Trans Swimmers Included in World Aquatics Competitions

Facts

  • World Aquatics, the global governing body for swimming, announced on Tuesday that they will set up an “open category” that will include transgender competitors.1
  • World Aquatics president Husain Al-Musallam announced that a trial run for an “open category” would include transgender competitors for future competitions, but did not provide a timetable on when it would be implemented.2
  • The move comes a year after the organization announced that it would ban any transgender woman who went through male puberty or had gender-reassignment surgery after the age of 12 from competing in the female category at competitions.3
  • In his announcement, Al-Mussallam emphasized his commitment to fostering inclusion in the sport saying, "It was very important that we protected fair competition for our female athletes...Nobody should be excluded from our competitions."4
  • The British Triathlon Federation made a similar decision last year, saying that due to the "physiology advantages" that transgender women have, the Federation would be holding a separate "Open" competition for gender non-conforming triathlon competitors assigned male at birth including transgender and nonbinary people.3
  • The debate around the place of transgender athletes in competitive sports was stirred after American swimmer Lia Thomas won the women’s 500-yard freestyle at the 2022 NCAA championships in Atlanta, becoming the first transgender woman to claim a national title in swimming.4

Sources: 1NBC, 2Yahoo Sports, 3Forbes, and 4Associated Press.

Narratives

  • Right narrative, as provided by Forbes.

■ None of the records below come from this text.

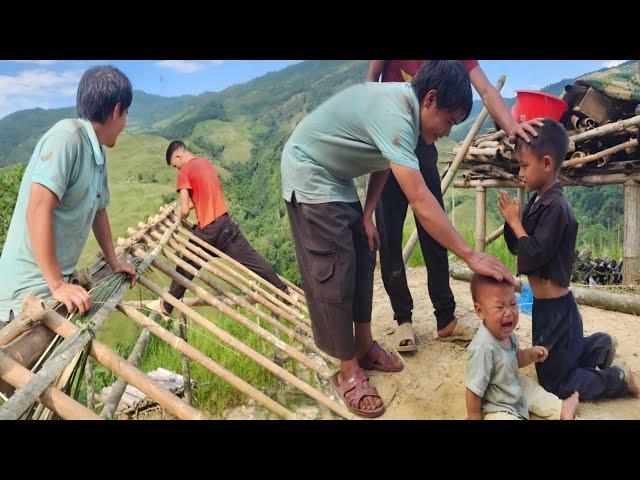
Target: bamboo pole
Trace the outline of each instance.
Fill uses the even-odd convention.
[[[476,187],[476,245],[477,252],[484,252],[484,241],[487,234],[487,190]]]
[[[296,301],[296,299],[294,299],[291,295],[283,292],[282,290],[280,290],[278,287],[276,287],[275,285],[273,285],[271,282],[265,280],[264,278],[262,278],[260,275],[258,275],[256,272],[254,272],[253,270],[251,270],[250,268],[245,267],[244,265],[242,265],[240,262],[238,262],[237,260],[235,260],[234,258],[231,258],[229,255],[227,255],[226,253],[224,253],[222,250],[214,247],[213,245],[211,245],[210,243],[205,242],[204,240],[202,240],[201,238],[196,237],[195,235],[193,235],[192,232],[190,232],[189,230],[187,230],[184,227],[179,227],[178,231],[183,233],[184,235],[186,235],[187,237],[189,237],[190,240],[194,240],[196,243],[198,243],[199,245],[205,247],[207,250],[210,250],[211,252],[215,253],[218,257],[225,259],[227,262],[229,262],[231,265],[233,265],[234,267],[236,267],[237,269],[239,269],[240,271],[246,273],[247,275],[249,275],[251,278],[253,278],[257,283],[260,283],[262,285],[264,285],[265,287],[269,288],[273,293],[275,293],[276,295],[278,295],[280,298],[283,298],[284,300],[287,300],[289,303],[291,304],[298,304],[300,305],[301,308],[304,308],[305,306],[303,304],[301,304],[300,302]],[[192,238],[193,237],[193,238]],[[197,239],[197,240],[196,240]],[[200,240],[198,242],[198,240]],[[279,277],[279,276],[278,276]],[[284,283],[284,282],[283,282]],[[302,297],[302,299],[304,299],[304,296]],[[306,310],[306,308],[304,308]],[[308,312],[308,310],[306,310]]]
[[[153,335],[158,337],[167,343],[167,345],[171,346],[175,350],[180,353],[186,355],[194,362],[197,362],[207,370],[209,370],[214,375],[220,377],[225,382],[229,383],[233,387],[237,388],[240,392],[244,393],[250,398],[253,398],[256,402],[263,405],[265,408],[269,409],[276,415],[286,419],[295,419],[296,415],[290,410],[286,409],[278,402],[272,400],[261,391],[257,390],[255,387],[245,382],[241,378],[237,377],[235,374],[227,370],[226,368],[220,366],[216,362],[214,362],[211,358],[207,357],[205,354],[189,345],[183,339],[177,337],[173,333],[168,330],[162,328],[156,322],[151,320],[146,315],[142,314],[135,308],[120,305],[118,309],[131,318],[138,325],[141,325]]]
[[[177,274],[175,272],[171,272],[171,273],[172,273],[171,277],[173,279],[176,279],[176,281],[177,281],[177,279],[179,277],[182,277],[181,278],[182,280],[186,280],[180,274]],[[251,360],[255,361],[256,363],[258,363],[262,367],[266,368],[271,373],[275,374],[276,376],[278,376],[279,378],[281,378],[285,382],[292,384],[293,386],[297,387],[299,390],[301,390],[304,393],[306,393],[307,395],[309,395],[314,400],[318,401],[319,403],[322,403],[323,405],[326,405],[327,407],[329,407],[332,411],[334,411],[338,415],[341,415],[344,418],[352,418],[353,417],[353,415],[345,407],[343,407],[343,406],[337,404],[336,402],[334,402],[333,400],[327,398],[324,394],[322,394],[321,392],[318,392],[317,390],[315,390],[311,386],[307,385],[305,382],[303,382],[299,378],[295,377],[294,375],[292,375],[290,372],[288,372],[284,368],[276,365],[271,360],[266,358],[264,355],[254,351],[253,349],[251,349],[250,347],[248,347],[247,345],[242,343],[240,340],[238,340],[235,337],[233,337],[232,335],[230,335],[228,332],[226,332],[226,331],[222,330],[221,328],[217,327],[216,325],[211,323],[209,320],[207,320],[204,316],[202,316],[198,312],[196,312],[194,309],[192,309],[190,307],[187,307],[186,305],[183,305],[173,295],[170,295],[169,293],[163,292],[162,289],[160,287],[158,287],[157,285],[155,285],[153,282],[147,280],[144,277],[141,277],[140,278],[140,284],[143,287],[147,288],[149,291],[153,292],[154,294],[162,297],[167,303],[169,303],[170,305],[173,305],[174,308],[178,309],[180,312],[182,312],[185,315],[187,315],[189,318],[191,318],[196,323],[198,323],[199,325],[204,327],[206,330],[208,330],[209,332],[213,333],[216,337],[218,337],[220,340],[225,342],[227,345],[229,345],[232,348],[235,348],[239,352],[243,353],[244,355],[249,357]]]
[[[152,232],[152,233],[154,233],[154,232]],[[152,246],[153,244],[154,244],[154,242],[152,240],[149,240],[149,245]],[[202,260],[201,258],[196,256],[195,254],[192,254],[192,253],[188,252],[186,249],[184,249],[183,247],[181,247],[179,245],[175,245],[175,246],[178,247],[178,248],[176,248],[176,251],[181,253],[186,258],[189,258],[192,261],[196,262],[196,264],[199,265],[200,267],[202,267],[203,269],[207,270],[207,263],[204,260]],[[330,357],[329,355],[324,353],[322,350],[320,350],[309,338],[302,337],[296,331],[284,326],[276,318],[273,318],[273,317],[265,314],[264,312],[258,310],[257,308],[255,308],[248,301],[246,301],[246,299],[235,295],[233,292],[230,292],[229,290],[224,289],[222,286],[220,286],[217,283],[215,283],[211,278],[203,276],[201,274],[200,270],[194,268],[192,265],[188,264],[186,261],[184,261],[183,259],[178,257],[176,254],[172,253],[171,251],[169,251],[166,248],[162,250],[162,253],[167,259],[169,259],[171,262],[173,262],[174,264],[176,264],[180,268],[183,268],[184,270],[186,270],[187,272],[192,274],[194,277],[199,278],[200,280],[202,280],[205,284],[207,284],[208,286],[210,286],[214,290],[222,292],[222,295],[224,295],[226,297],[225,300],[228,302],[228,303],[227,302],[225,302],[225,303],[227,303],[228,305],[230,305],[230,306],[238,305],[238,306],[241,306],[241,307],[247,309],[249,312],[253,313],[258,318],[264,320],[265,322],[267,322],[268,324],[270,324],[274,328],[278,329],[279,331],[285,333],[290,338],[292,338],[294,340],[297,340],[298,342],[300,342],[305,347],[307,347],[310,350],[313,350],[315,353],[321,355],[323,358],[325,358],[325,360],[328,360],[328,361],[330,361],[330,362],[332,362],[332,363],[334,363],[336,365],[338,364],[337,360],[333,359],[332,357]],[[220,297],[215,297],[215,298],[217,298],[218,300],[221,300]],[[207,302],[205,302],[204,300],[202,300],[200,298],[198,298],[198,300],[202,301],[206,305],[209,305]],[[183,301],[183,303],[185,303],[185,302]],[[311,332],[309,332],[309,333],[311,334]]]
[[[640,185],[633,180],[624,184],[624,239],[622,281],[630,283],[640,278]]]
[[[162,225],[160,226],[162,228]],[[197,253],[198,255],[200,255],[203,258],[206,258],[210,263],[217,263],[219,267],[221,267],[223,270],[225,270],[226,272],[228,272],[229,274],[233,275],[234,277],[236,277],[238,280],[242,281],[244,284],[246,284],[248,287],[254,289],[256,292],[258,292],[260,295],[262,295],[263,297],[267,298],[271,303],[273,303],[274,305],[277,305],[278,307],[282,308],[283,310],[286,310],[288,312],[291,313],[291,315],[295,315],[296,317],[298,317],[301,320],[305,320],[306,316],[304,313],[302,312],[308,312],[307,307],[303,306],[302,304],[298,303],[296,306],[300,306],[301,311],[296,310],[296,306],[293,305],[287,305],[286,303],[284,303],[282,300],[276,298],[274,295],[272,295],[271,293],[267,292],[265,289],[263,289],[258,282],[256,281],[251,281],[249,280],[247,277],[245,277],[244,275],[240,274],[238,272],[238,270],[243,270],[243,269],[247,269],[247,267],[245,267],[244,265],[242,265],[240,262],[235,261],[234,259],[232,259],[231,257],[229,260],[230,265],[225,264],[224,262],[219,262],[217,261],[218,259],[216,259],[214,256],[208,254],[207,252],[205,252],[202,248],[198,247],[197,245],[195,245],[193,242],[202,245],[203,247],[207,248],[206,245],[208,245],[211,248],[207,248],[207,250],[213,251],[213,250],[217,250],[215,247],[211,246],[210,244],[208,244],[207,242],[205,242],[204,240],[196,237],[195,235],[193,235],[192,233],[189,233],[187,235],[187,238],[179,235],[179,234],[175,234],[174,238],[176,240],[178,240],[180,243],[184,244],[189,250],[191,250],[192,252]],[[193,240],[193,242],[190,242],[189,240]],[[214,252],[216,253],[216,252]],[[217,255],[217,253],[216,253]],[[234,263],[231,263],[234,262]],[[235,268],[233,268],[235,267]],[[243,267],[243,269],[241,269],[240,267]],[[248,270],[248,269],[247,269]],[[253,273],[253,272],[252,272]],[[254,273],[255,275],[255,273]],[[256,275],[257,276],[257,275]],[[259,277],[260,278],[260,277]],[[266,280],[265,280],[266,282]],[[269,282],[266,282],[269,283]],[[271,285],[269,283],[269,285]],[[274,287],[276,288],[276,287]],[[276,288],[276,290],[280,291],[279,289]],[[284,293],[284,292],[283,292]],[[293,303],[293,302],[292,302]]]
[[[0,352],[0,377],[14,388],[20,389],[27,385],[35,377],[35,374],[9,355]],[[37,400],[65,420],[102,420],[92,410],[76,402],[57,388],[45,388]],[[0,412],[0,420],[13,419],[13,416],[5,416],[5,413],[5,411]]]
[[[578,133],[577,135],[573,135],[569,137],[569,140],[573,143],[583,142],[585,140],[590,140],[592,138],[600,137],[602,135],[622,132],[628,127],[631,127],[633,125],[640,125],[640,115],[627,118],[626,120],[620,120],[618,122],[608,123],[606,125],[603,125],[598,128],[594,128],[593,130],[588,130],[583,133]]]
[[[623,150],[626,150],[627,148],[634,148],[638,146],[638,139],[637,138],[632,138],[631,140],[629,140],[628,142],[624,142],[621,143],[619,145],[615,145],[611,148],[605,148],[604,150],[601,150],[597,153],[594,153],[592,155],[586,155],[584,157],[579,157],[579,158],[574,158],[574,159],[570,159],[570,160],[565,160],[564,162],[562,162],[562,167],[563,168],[570,168],[570,167],[576,167],[576,166],[584,166],[585,164],[589,163],[589,162],[593,162],[595,160],[604,158],[608,155],[612,155],[614,153],[617,152],[622,152]]]
[[[157,232],[151,232],[151,235],[154,238],[157,238]],[[145,240],[148,237],[145,237]],[[147,240],[146,240],[147,241]],[[149,242],[153,242],[151,239],[148,240]],[[151,243],[150,243],[151,245]],[[176,242],[175,240],[170,240],[169,241],[169,246],[171,246],[171,248],[173,248],[174,250],[176,250],[177,252],[182,252],[182,254],[186,257],[186,258],[190,258],[193,261],[197,261],[198,260],[202,260],[201,257],[198,257],[197,254],[193,253],[192,251],[189,251],[187,249],[185,249],[183,247],[184,244],[179,244],[178,242]],[[164,255],[167,258],[170,258],[170,252],[167,249],[164,249]],[[206,252],[203,252],[205,255]],[[170,258],[172,261],[173,258]],[[179,259],[181,260],[181,259]],[[175,262],[174,263],[179,263],[179,262]],[[219,265],[219,264],[218,264]],[[254,300],[256,303],[259,303],[260,305],[262,305],[263,307],[267,308],[268,310],[270,310],[272,313],[284,318],[285,320],[291,322],[293,325],[295,325],[297,328],[299,328],[300,330],[302,330],[303,332],[305,332],[307,335],[313,335],[311,329],[307,326],[307,324],[301,322],[298,318],[294,317],[293,315],[290,315],[288,312],[285,312],[284,310],[282,310],[281,308],[275,306],[274,304],[272,304],[271,302],[269,302],[267,299],[263,298],[260,294],[258,294],[257,292],[254,292],[253,290],[249,289],[248,287],[246,287],[245,285],[243,285],[242,283],[234,280],[233,278],[231,278],[229,275],[223,273],[222,271],[220,271],[217,267],[213,266],[211,264],[211,262],[204,262],[202,264],[202,268],[204,268],[207,272],[211,273],[212,275],[214,275],[216,278],[219,278],[220,280],[223,280],[225,283],[227,283],[228,285],[237,288],[238,290],[240,290],[242,293],[244,293],[246,296],[248,296],[249,298],[251,298],[252,300]],[[217,285],[210,285],[213,288],[217,288]]]
[[[185,317],[184,313],[181,313],[178,316],[178,329],[180,331],[180,338],[184,341],[184,343],[189,343],[187,339],[187,317]],[[184,353],[180,353],[180,360],[182,363],[182,381],[184,383],[184,401],[191,405],[192,394],[189,358]]]
[[[462,147],[453,147],[453,153],[458,153],[461,150]],[[488,157],[495,157],[497,153],[497,147],[469,147],[468,153],[465,155],[465,157],[468,157],[469,155],[486,155]]]
[[[500,90],[502,90],[502,86],[504,85],[505,79],[506,79],[505,75],[500,75],[500,78],[498,79],[498,82],[496,83],[496,90],[498,92]],[[464,160],[464,157],[467,155],[467,151],[469,150],[469,147],[471,146],[471,142],[473,142],[473,139],[477,135],[478,130],[480,130],[480,127],[484,123],[484,121],[487,118],[488,114],[489,114],[489,111],[487,110],[487,107],[483,107],[482,111],[476,117],[476,119],[474,120],[473,124],[471,125],[471,129],[469,130],[469,133],[467,133],[467,136],[465,137],[464,141],[462,142],[462,145],[460,146],[460,150],[458,151],[458,153],[456,154],[455,158],[453,159],[453,162],[451,163],[451,165],[449,165],[449,168],[447,169],[447,173],[445,173],[444,178],[442,179],[442,181],[440,183],[440,189],[442,190],[442,196],[443,197],[444,197],[444,194],[447,192],[447,189],[449,188],[449,185],[451,185],[453,177],[455,177],[456,172],[458,171],[458,168],[460,167],[460,164]],[[483,237],[483,240],[484,240],[484,237]],[[409,261],[409,257],[411,256],[411,252],[413,252],[413,249],[415,248],[416,243],[418,243],[418,230],[414,229],[413,233],[411,234],[411,237],[409,237],[409,241],[407,242],[407,246],[402,251],[402,261],[404,262],[405,265]]]
[[[141,277],[141,280],[144,277]],[[79,330],[69,320],[56,312],[47,312],[42,322],[61,337],[69,338]],[[181,420],[205,420],[207,416],[151,379],[147,374],[117,355],[109,347],[97,342],[91,342],[89,354],[102,366],[123,377],[127,383],[133,385],[152,400],[164,407],[169,413]]]
[[[504,223],[489,234],[489,236],[484,241],[484,248],[486,249],[487,245],[489,245],[490,243],[500,238],[503,233],[504,233]]]
[[[134,254],[140,259],[145,258],[145,253],[142,250],[136,250]],[[182,285],[183,287],[195,293],[198,296],[198,298],[201,298],[202,300],[207,302],[209,305],[211,305],[212,307],[222,312],[224,315],[234,319],[236,322],[238,322],[245,328],[251,330],[253,333],[255,333],[257,336],[259,336],[263,340],[266,340],[267,342],[271,343],[274,347],[282,350],[283,352],[286,352],[287,355],[291,356],[292,358],[295,358],[300,363],[305,365],[307,368],[311,369],[316,373],[319,373],[325,379],[329,379],[331,377],[331,373],[326,368],[321,367],[320,365],[318,365],[316,362],[308,358],[299,350],[293,348],[288,343],[285,343],[282,340],[280,340],[273,333],[265,330],[259,325],[256,325],[244,315],[241,315],[240,313],[236,312],[235,310],[228,307],[224,303],[220,302],[213,295],[207,292],[204,288],[199,287],[198,285],[193,283],[191,280],[188,280],[186,277],[175,272],[171,268],[171,266],[167,265],[164,262],[161,262],[158,259],[155,259],[153,261],[153,266],[158,270],[160,270],[165,275],[167,275],[168,277],[170,277],[172,280],[177,281],[180,285]],[[195,270],[195,268],[193,267],[191,267],[191,269]],[[181,312],[181,313],[184,314],[184,312]]]
[[[155,312],[151,314],[151,318],[154,318],[154,319],[157,318],[158,316],[159,315]],[[138,340],[136,341],[135,345],[133,346],[133,349],[131,350],[131,353],[129,354],[129,358],[127,359],[127,362],[129,362],[134,367],[137,367],[138,362],[140,362],[140,359],[142,358],[142,354],[147,348],[147,345],[149,345],[150,339],[151,339],[151,334],[149,333],[148,330],[143,328],[142,332],[140,332],[140,335],[138,336]],[[126,388],[127,388],[127,381],[122,377],[118,378],[118,380],[116,380],[116,382],[113,384],[113,387],[111,388],[111,393],[109,394],[109,397],[104,402],[104,407],[102,407],[102,412],[100,412],[100,415],[103,418],[106,418],[109,420],[113,418],[116,410],[118,409],[118,405],[120,404],[120,399],[122,398],[122,395],[124,395],[124,391],[126,390]]]
[[[93,361],[90,358],[87,358],[87,362],[84,365],[84,376],[87,381],[87,408],[92,412],[95,412],[96,405],[93,398],[94,389],[93,389]]]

Although transgender women may identify as women, that doesn't negate the fact that they have real physical advantages from going through male puberty. Allowing performance-advantaged transgender women to compete at the expense of cisgender women would violate the core reason that separate women’s competitions exist. Having a third category open for transgender athletes to compete in preserves the fairness of women's sports while still allowing these athletes to compete.
  • Left narrative, as provided by American Civil Liberties Union. Excluding women who are transgender harms all women and invites harmful gender policing. A person’s genetics and reproductive anatomy are not useful indicators of athletic performance, so there's no inherent reason why the physiological characteristics related to the athletic performance of a transgender woman should be treated any differently from the physiological characteristics of a non-transgender woman. Transgender women should be able to compete in women's sports.